The first sees the nation best served by the immigrant populations working toward knowing and accepting, at least in terms of public action, the basic Western derived beliefs and values upon which the nation is based.  The other view holds that immigrants should not give up on their cultural backgrounds and live their lives within the dispositions they bring with them – possibly in communities so populated.

The late historian, Arthur Schlesinger, Jr., wrote a warning adopting the multiculturalist position, especially if public policy would be based on its belief.  This blogger mostly agrees with Schlesinger and adopted a set of provisos the historian offers.  They are:

·       One, that the Western derived tradition is not a unitary orthodoxy but relies on a cultural process.  That process would be a reflected way by which incoming traditions be incorporated into the prevailing, dominant way of life.  As such, the nation would have an evolving philosophy; one that forms and fulfills its beliefs and values through undiluted beliefs in debate, being self-critical, being tolerant of disrespect, of protest, and even of irreverence.  That is, there would be an acceptance of people holding other than dominant sentiments and beliefs and retain their rights to assert those beliefs.

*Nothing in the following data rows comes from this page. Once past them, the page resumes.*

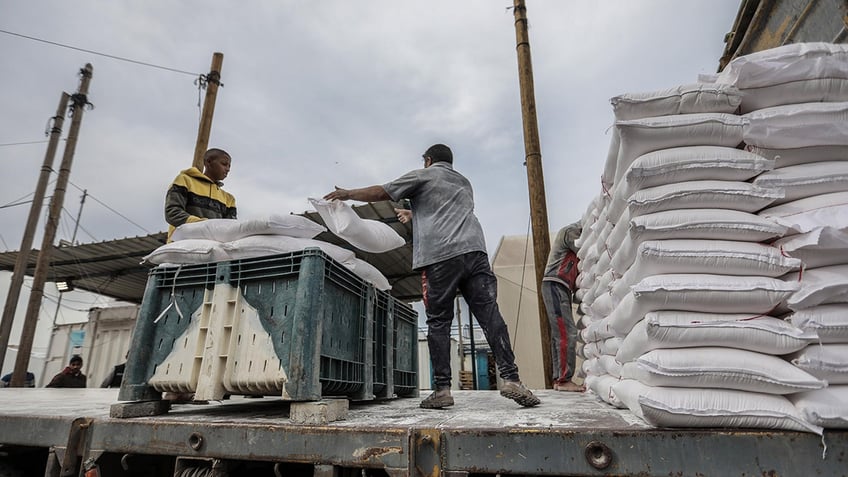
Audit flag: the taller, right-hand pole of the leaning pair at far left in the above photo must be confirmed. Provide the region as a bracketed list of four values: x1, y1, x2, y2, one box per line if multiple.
[10, 63, 94, 387]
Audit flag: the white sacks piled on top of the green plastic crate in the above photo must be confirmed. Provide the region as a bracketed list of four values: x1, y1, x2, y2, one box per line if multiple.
[143, 213, 403, 290]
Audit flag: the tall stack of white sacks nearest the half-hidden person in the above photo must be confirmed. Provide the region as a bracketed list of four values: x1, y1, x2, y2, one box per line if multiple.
[578, 63, 826, 433]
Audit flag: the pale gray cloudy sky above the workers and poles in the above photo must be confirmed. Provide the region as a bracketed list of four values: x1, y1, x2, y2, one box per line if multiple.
[0, 0, 740, 280]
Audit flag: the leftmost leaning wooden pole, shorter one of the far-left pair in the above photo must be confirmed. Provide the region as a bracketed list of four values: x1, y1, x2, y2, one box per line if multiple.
[0, 92, 70, 370]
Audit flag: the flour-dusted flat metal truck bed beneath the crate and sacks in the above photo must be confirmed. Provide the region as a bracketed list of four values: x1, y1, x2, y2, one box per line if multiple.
[0, 389, 848, 476]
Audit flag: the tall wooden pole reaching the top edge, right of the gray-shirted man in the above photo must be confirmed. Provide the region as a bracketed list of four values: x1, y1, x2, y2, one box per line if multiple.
[513, 0, 552, 388]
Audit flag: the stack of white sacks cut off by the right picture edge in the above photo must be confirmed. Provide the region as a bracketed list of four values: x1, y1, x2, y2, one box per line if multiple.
[717, 43, 848, 428]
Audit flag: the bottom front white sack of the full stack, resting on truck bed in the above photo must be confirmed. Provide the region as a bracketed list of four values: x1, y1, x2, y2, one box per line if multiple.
[612, 379, 822, 435]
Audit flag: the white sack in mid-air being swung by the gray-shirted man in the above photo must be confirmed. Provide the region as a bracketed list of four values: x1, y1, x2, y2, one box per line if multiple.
[309, 199, 406, 253]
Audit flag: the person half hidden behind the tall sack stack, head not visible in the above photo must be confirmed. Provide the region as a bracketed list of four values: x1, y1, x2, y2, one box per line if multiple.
[542, 222, 586, 392]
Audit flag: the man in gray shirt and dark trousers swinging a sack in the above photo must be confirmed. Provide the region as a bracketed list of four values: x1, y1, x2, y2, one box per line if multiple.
[324, 144, 540, 409]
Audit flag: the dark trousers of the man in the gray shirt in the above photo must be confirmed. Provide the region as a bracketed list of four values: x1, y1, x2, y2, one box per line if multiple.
[421, 252, 519, 389]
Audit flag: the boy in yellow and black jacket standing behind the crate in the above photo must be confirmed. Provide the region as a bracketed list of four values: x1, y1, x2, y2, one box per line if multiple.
[165, 148, 236, 242]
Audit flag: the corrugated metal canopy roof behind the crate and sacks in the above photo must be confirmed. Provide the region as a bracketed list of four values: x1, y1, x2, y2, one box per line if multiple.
[0, 201, 421, 303]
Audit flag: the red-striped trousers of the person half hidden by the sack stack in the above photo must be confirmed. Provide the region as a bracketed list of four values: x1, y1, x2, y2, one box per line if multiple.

·       Two, that Americans, immigrants and non-immigrants alike, should recognize the essentially European origins of this nation’s culture as both historically true and in its proclivity to invite and accept accommodation of other traditions (a sense not honored in most cultures).  In short, it invites, through an evolutionary process, an adaptation of non-European cultural traits within the basic constitutional framework that the nation holds.

·       Three, not to claim that the inherited “European” way is ideal for all humans, but that it is better for Americans.  Why?  Because it has provided for the nation’s identity.

·       Four, as opposed to the emphasis multiculturalist voice, one of group rights, the prevailing espoused values express a foundational commitment to guard and promote individual integrity.  It does this by its allegiance to its Bill of Rights, the rule of law, and its democratic processes.  The federal take on these esteemed elements is that they should be defined and exercised in a communal mode of application.

·       And five, to allow the acceptance of this inherited tradition to function so as to promote efficiencies.  That is, economic actors can more efficiently do their work if they can reasonably predict and share general views with other economic actors (that being everyone) [1] and, toward that end, a shared cultural tradition, within the nation, is essential.

 

In short, while recognizing the central function that the Western derived culture plays in setting up cultural guardrails to protect constitutional values, the nation can be very accommodating to the various cultural traditions that find their way to these shores. 

Is this easy?  Of course not.  It calls for compromise – a federal requisite.  In this case, one needs to find that middle ground between nationalists and their proclivity to be against non-Western immigration and multiculturalists and their bias against socializing immigrants of Western based cultural norms and standards particularly those relating to its constitutional/legal framework. 

To repeat a previously quoted comment in this blog, “Our task is to combine due appreciation of the splendid diversity of the nation with due emphasis on the great unifying Western ideas of individual freedom, political democracy, and human rights.”[2]

Or as the Lincoln historian, Ted Widmer, puts it, “They [Americans of 1865] were not naïve; they knew that the Declaration [of Independence] set a difficult standard, one that they would often fail to reach.  But to pretend it did not exist was to slowly become a different kind of country, with no moral standard at all.”[3] That equally goes for how the nation absorbs peoples from across this world. Widmer’s observation reflects what is at stake with this issue.



[1] See William K. Tabb, The Restructuring of Capitalism in Our Time (New York, NY:  Columbia University Press, 2012).

[2] Arthur M. Schlesinger, Jr., The Disuniting of America:  Reflections on a Multicultural Society (New York, NY:  W. W. Norton and Company, 1992), 138.

[3] Ted Widmer, Lincoln on the Verge:  Thirteen Days to Washington (New York, NY:  Simon and Schuster, 2020), 461.